239 F. Supp. 605 | E.D. Tenn. | 1965
These actions were removed to this court from a state court as diversity actions. At the pretrial conference, as it is required to do, McNutt v. General Motors Acceptance Corp. (1936), 298 U. S. 178, 56 S.Ct. 780, 80 L.Ed. 1135, 1141 (headnote 3), this Court began considering whether the jurisdiction of the state court was ever divested.
Removal statutes must be strictly construed. “ * * * The power reserved to the states under the Constitution to provide for the determination of controversies in their courts, may be restricted only by the action of Congress in conformity to the Judiciary Articles of the Constitution. ‘Due regard for the rightful independence of state governments, which should actuate federal courts, requires that they scrupulously confine their own jurisdiction to the precise limits which the statute has defined’. * * * ” Shamrock Oil & Gas Corp. v. Sheets (1941), 313 U.S. 100, 61 S.Ct. 868, 85 L.Ed. 1214, 1219 (headnote 4).
The removal petitions herein aver that the respective plaintiffs were, at the time of the removals citizens of Tennessee, respectively; that the corporate defendant was, at the time of the removals, an Illinois corporation, not incorporated by Tennessee, with its principal place of business in Illinois; and that the individual defendant was, at the time of the removals, a citizen of Mississippi. These allegations appear to establish the essential facts of diversity of citizenship at the time of removal, as contemplated by 28 U.S.C. § 1441(b), which governs these actions, and Sec. 1332(a) (1) and (c).
However, the removal petitions are defective in that they do not allege the citizenship of either the corporate or the individual defendants at the time these actions were commenced. “ * * * The sum of [a line of Supreme Court] * * * decisions * * * certainly is that such allegation [s] of citizenship of [the parties] at the date of commencing [the] suit[s] in the state court as to demonstrate that [they were] not, at that moment, [citizens] of the same state as the other party, is of the essence of jurisdiction, and being so essential, [their] absence can neither be overlooked nor supplied by inference nor cured by amendment. * * * ” La Belle Box Co. v. Stricklin, C.C.A.6th (1914), 218 F. 529, 533 [5, 6].
It is alleged elsewhere than in the removal petitions in these records that at the time of the commencement of these actions the corporate defendant was a Chicago corporation and that the individual defendant was a resident of Mississippi. It is reasonably inferable therefrom that the corporate defendant was then incorporated in Illinois and that the individual defendant was not a resident of Tennessee. Apart from the rule that the absence of proper allegations of citizenship at the time of the commencement of these actions cannot be supplied by inference, La Belle Box Co. v. Stricklin, supra, it is not reasonably inferable from the removed records that, at the time -of the commencement of these actions, the corporate defendant was not incorporated also by Tennessee and did not have its principal place of business in Tennessee, nor that the individual defendant was not a citizen of Tennessee, although a resident of Mississippi.

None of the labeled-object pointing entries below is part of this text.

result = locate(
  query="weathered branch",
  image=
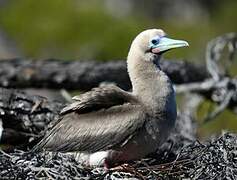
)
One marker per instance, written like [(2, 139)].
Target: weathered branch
[(84, 75), (24, 116)]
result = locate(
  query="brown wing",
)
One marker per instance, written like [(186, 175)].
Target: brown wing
[(98, 98), (96, 130)]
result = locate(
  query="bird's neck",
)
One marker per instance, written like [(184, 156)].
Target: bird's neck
[(149, 82)]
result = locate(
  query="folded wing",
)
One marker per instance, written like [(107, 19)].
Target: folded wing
[(98, 120)]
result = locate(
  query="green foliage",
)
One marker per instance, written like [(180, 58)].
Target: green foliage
[(85, 30)]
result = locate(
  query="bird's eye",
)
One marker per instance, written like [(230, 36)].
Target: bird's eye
[(155, 41)]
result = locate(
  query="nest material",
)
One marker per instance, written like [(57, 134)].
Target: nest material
[(215, 159)]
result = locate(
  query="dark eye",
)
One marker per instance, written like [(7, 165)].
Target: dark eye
[(155, 41)]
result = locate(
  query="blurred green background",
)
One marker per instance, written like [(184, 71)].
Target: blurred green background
[(103, 30)]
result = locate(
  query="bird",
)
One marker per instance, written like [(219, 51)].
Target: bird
[(108, 126)]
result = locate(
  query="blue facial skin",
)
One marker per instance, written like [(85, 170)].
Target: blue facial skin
[(163, 43)]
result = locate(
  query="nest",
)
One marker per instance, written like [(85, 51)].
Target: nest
[(215, 159)]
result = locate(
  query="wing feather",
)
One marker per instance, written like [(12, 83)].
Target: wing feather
[(82, 128)]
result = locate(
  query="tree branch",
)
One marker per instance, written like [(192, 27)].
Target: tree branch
[(84, 75)]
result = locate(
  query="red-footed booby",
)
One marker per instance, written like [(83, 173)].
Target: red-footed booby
[(108, 125)]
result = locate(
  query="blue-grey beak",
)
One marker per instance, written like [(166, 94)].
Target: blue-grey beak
[(163, 44)]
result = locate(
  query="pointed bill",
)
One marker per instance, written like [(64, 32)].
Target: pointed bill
[(167, 44)]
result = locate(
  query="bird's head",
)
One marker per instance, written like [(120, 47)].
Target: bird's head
[(151, 44)]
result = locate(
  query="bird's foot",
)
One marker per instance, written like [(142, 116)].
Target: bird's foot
[(127, 168)]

The necessary allegations as to the diversity of citizenship of the parties at the time of the commencement of these actions, accordingly, do not appear from the respective records in these actions, and the time for supplying corrective amendments as to missing allegations has elapsed. F. & L. Drug Corp. v. American Central Ins. Co., D.C.Conn. (1961), 200 F.Supp. 718. Therefore, this Court’s jurisdiction is limited to a determination of its own jurisdiction and the power to remand the actions to the state court whence they came if it appears that the actions were removed improvidently and without jurisdiction. 28 U.S.C. § 1447 (c); In Re MacNeil Bros. Co., C.A. 1st (1958), 259 F.2d 386; McMahon v. Fontenot, D.C.Ark. (1963), 212 F.Supp. 812; Orleans Materials & Equipment Co. v. Isthmian Lines, Inc., D.C.La. (1963), 213 F.Supp. 325.
It does appear to the Court that these actions were removed improvidently and without jurisdiction, and an order of remand of the actions is being entered.
. The force of this authority is not diminished by the allowance of a corrective amendment by the appellate court long after the case had been tried and while it was being considered on appeal.
. Allegation of a party’s residence is not a sufficient allegation of his citizenship. Realty Holding Company v. Donaldson (1925), 268 U.S. 398, 45 S.Ct. 521, 69 L.Ed. 1014, 1015.